Open XML Format To Be Reviewed By Massachusetts IT Unit
The ECMA standard must be approved by the International Standards Organization before the state government could officially declare it as a standard that can be used to ensure that state documents are permanently preserved.
ECMA International's approval of Microsoft's Office Open XML formats submission is headed back to where much of the office software controversy originated -- in the Massachusetts Information Technology Division.
Following the standards organization's approval of the Microsoft proposal, Bethann Pepoli, acting director of the division, said the unit will review ECMA's examination of Microsoft's 6,000-page submission. In the meantime, the state government is committed to begin using the competing OpenDocument Format beginning Jan. 1.
The ECMA standard must be approved by the International Standards Organization before the state government could officially declare it as a standard that can be used to ensure that state documents are permanently preserved.
ISO approval, however, can take a long time and it isn't guaranteed -- at least not the same way that ECMA's endorsement was a foregone conclusion from the time the format was first submitted.

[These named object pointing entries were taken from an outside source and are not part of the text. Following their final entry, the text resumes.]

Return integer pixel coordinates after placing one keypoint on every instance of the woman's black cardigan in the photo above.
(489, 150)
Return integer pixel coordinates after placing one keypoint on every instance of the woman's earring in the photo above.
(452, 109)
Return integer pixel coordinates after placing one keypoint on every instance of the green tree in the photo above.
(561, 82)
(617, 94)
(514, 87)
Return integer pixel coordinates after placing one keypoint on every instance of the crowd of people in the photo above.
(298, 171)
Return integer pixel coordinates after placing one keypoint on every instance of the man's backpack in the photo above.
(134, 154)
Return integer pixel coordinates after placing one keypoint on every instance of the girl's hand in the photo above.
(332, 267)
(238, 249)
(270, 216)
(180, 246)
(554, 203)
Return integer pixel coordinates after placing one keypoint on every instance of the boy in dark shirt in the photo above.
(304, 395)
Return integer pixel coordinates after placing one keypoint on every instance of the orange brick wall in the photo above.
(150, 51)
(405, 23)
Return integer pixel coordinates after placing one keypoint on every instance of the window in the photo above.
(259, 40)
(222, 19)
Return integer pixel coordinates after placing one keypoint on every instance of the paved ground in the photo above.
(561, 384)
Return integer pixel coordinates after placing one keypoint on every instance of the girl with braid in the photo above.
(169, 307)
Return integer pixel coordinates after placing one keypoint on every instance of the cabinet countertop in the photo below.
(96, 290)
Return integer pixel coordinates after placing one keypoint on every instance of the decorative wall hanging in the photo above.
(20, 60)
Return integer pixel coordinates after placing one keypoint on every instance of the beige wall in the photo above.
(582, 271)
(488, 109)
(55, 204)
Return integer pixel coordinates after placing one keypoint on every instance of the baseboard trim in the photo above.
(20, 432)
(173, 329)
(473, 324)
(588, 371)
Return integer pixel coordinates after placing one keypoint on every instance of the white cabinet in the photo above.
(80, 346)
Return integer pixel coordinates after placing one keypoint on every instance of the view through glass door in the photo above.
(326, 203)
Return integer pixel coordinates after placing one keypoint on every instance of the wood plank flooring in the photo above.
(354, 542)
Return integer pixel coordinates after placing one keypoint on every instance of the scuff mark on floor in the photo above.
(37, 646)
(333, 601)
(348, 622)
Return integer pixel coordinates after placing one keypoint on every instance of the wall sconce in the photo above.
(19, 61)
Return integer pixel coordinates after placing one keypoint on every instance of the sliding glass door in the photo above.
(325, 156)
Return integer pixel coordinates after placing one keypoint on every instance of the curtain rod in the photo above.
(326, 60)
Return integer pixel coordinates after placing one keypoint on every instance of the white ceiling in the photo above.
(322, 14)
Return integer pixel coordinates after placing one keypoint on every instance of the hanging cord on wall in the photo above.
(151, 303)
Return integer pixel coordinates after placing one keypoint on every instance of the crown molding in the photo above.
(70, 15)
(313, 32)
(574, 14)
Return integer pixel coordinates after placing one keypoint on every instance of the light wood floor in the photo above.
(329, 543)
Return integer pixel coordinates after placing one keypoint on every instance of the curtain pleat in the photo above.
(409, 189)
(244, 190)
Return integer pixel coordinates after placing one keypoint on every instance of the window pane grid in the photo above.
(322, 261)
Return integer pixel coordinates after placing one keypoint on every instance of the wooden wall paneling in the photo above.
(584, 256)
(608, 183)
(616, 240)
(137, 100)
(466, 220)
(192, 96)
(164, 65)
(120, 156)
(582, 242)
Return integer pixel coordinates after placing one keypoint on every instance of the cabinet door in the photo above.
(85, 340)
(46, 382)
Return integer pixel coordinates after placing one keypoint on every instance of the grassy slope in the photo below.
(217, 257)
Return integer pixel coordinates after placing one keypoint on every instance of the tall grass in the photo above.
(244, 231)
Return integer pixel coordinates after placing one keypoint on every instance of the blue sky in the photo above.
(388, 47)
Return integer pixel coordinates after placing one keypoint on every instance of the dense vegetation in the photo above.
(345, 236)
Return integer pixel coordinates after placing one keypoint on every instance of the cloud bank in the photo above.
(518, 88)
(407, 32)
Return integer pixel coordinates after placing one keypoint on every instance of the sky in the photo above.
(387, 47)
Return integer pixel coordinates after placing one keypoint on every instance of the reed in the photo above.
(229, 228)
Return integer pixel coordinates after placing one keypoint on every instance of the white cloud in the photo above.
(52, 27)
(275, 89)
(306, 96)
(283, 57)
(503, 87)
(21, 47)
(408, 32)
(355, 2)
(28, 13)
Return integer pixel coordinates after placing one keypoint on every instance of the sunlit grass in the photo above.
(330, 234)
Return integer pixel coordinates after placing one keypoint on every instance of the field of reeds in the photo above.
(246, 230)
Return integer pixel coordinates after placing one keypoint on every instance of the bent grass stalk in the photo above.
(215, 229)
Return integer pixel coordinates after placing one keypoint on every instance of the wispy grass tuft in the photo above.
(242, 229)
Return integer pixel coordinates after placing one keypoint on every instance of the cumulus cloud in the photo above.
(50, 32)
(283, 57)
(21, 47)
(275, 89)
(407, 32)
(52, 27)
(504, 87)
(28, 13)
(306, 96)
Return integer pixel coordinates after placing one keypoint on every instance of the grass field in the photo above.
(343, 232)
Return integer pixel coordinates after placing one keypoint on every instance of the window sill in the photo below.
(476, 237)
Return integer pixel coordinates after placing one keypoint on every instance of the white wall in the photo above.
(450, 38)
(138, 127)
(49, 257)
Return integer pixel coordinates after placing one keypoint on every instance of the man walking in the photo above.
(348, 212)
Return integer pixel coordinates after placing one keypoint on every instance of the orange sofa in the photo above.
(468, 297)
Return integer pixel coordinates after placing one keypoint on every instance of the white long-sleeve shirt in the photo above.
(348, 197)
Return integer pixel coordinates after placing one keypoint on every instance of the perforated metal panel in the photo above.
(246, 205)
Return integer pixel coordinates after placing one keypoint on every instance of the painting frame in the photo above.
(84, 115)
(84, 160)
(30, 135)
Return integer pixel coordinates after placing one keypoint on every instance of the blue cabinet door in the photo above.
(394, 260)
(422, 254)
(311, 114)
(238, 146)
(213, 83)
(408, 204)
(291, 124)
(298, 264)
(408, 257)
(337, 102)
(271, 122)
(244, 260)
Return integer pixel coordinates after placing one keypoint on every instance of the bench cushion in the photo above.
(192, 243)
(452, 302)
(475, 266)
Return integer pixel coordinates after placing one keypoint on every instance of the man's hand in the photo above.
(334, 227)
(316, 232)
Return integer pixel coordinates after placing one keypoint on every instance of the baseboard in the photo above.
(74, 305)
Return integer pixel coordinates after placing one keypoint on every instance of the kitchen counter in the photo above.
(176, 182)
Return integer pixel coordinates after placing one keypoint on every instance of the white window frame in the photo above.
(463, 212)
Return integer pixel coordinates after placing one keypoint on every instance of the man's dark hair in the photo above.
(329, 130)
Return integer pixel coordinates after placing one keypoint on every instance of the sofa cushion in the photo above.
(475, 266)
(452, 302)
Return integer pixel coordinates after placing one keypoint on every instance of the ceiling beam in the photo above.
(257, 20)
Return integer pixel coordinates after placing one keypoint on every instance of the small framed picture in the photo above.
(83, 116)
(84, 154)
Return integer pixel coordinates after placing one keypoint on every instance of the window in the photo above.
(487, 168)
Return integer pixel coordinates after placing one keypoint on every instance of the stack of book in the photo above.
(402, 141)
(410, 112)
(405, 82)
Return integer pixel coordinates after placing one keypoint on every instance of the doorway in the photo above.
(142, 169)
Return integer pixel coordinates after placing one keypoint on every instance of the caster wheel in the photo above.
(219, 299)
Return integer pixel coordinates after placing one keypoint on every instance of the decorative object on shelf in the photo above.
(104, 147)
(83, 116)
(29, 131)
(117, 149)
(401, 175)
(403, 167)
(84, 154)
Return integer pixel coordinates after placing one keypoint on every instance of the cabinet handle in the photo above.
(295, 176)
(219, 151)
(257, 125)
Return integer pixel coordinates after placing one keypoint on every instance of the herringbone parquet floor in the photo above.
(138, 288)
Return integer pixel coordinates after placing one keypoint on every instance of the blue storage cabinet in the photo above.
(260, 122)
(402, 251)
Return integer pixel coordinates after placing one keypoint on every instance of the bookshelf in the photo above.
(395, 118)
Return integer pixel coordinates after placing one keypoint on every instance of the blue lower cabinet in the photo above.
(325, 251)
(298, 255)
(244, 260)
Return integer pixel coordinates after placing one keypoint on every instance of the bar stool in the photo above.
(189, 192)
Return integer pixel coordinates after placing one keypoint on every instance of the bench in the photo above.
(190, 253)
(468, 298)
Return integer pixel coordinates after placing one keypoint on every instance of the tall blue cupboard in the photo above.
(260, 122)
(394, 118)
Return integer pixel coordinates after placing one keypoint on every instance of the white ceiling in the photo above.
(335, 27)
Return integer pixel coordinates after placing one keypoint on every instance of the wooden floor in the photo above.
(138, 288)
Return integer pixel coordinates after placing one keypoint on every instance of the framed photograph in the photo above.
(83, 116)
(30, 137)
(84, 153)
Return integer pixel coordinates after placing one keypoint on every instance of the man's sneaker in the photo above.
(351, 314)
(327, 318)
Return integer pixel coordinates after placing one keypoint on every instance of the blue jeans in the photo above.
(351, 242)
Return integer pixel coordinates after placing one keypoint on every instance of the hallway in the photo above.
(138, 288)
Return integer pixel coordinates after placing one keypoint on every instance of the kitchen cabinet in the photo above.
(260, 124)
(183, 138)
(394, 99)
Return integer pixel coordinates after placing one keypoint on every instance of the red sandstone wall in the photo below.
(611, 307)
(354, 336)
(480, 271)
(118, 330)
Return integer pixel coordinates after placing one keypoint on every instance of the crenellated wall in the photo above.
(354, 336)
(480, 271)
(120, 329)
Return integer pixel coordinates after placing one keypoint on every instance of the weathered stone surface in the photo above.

"What happens next is that ECMA will submit Office Open XML for a much more complex approval process that will take from nine months to a year (at least)," said Andrew Updegrove, an attorney specializing in international standards, in his blog.
The Initiative for Software Choice, a trade association, hailed the ECMA approval. "There is no downside here," said Melanie Wyne, ISC executive director, in a statement.
"ECMA's action enhances document manipulation, interoperability, and archival storage for public and private institutions. The ECMA process also represents an important step toward expedited ratification by ISO, which will give governments and enterprises added assurance that Office Open XML meets the rigors of the evolving technological marketplace -- especially as it pertains to interoperability of documents between competing products," Wyne said.
The current flap over XML formats began several months ago when the then Massachusetts ITD director, Peter Quinn, led the effort to establish ODF as the state's formal standard. Microsoft, which maintained that the ODF measure would unfairly exclude it from key parts of the state's software business, countered with its own format standards proposal to the ECMA.
The overall upshot, says Sam Hiser, VP and director of business affairs at the Open Document Foundation, will be that IT organizations -- both governmental and business -- will eventually see more competition among software vendors.
"If one day we have two ISO standards that do roughly the same things, then the marketplace will decide between basically a very expensive solution set where most of the costs are hidden and a relatively inexpensive set which will have much more confidence associated with users' access," he says.
In addition to the ODF standard, already approved by the ISO, and Microsoft's Office Open XML format, various software translators and plug-ins are being developed that should spur interoperability among various software elements, Hiser notes. He cites the ODF Foundation's developing Plug-in for MS Office as well as a translator being created by French company Clever Age with Novell. Sun Microsystems, too, is developing a translator.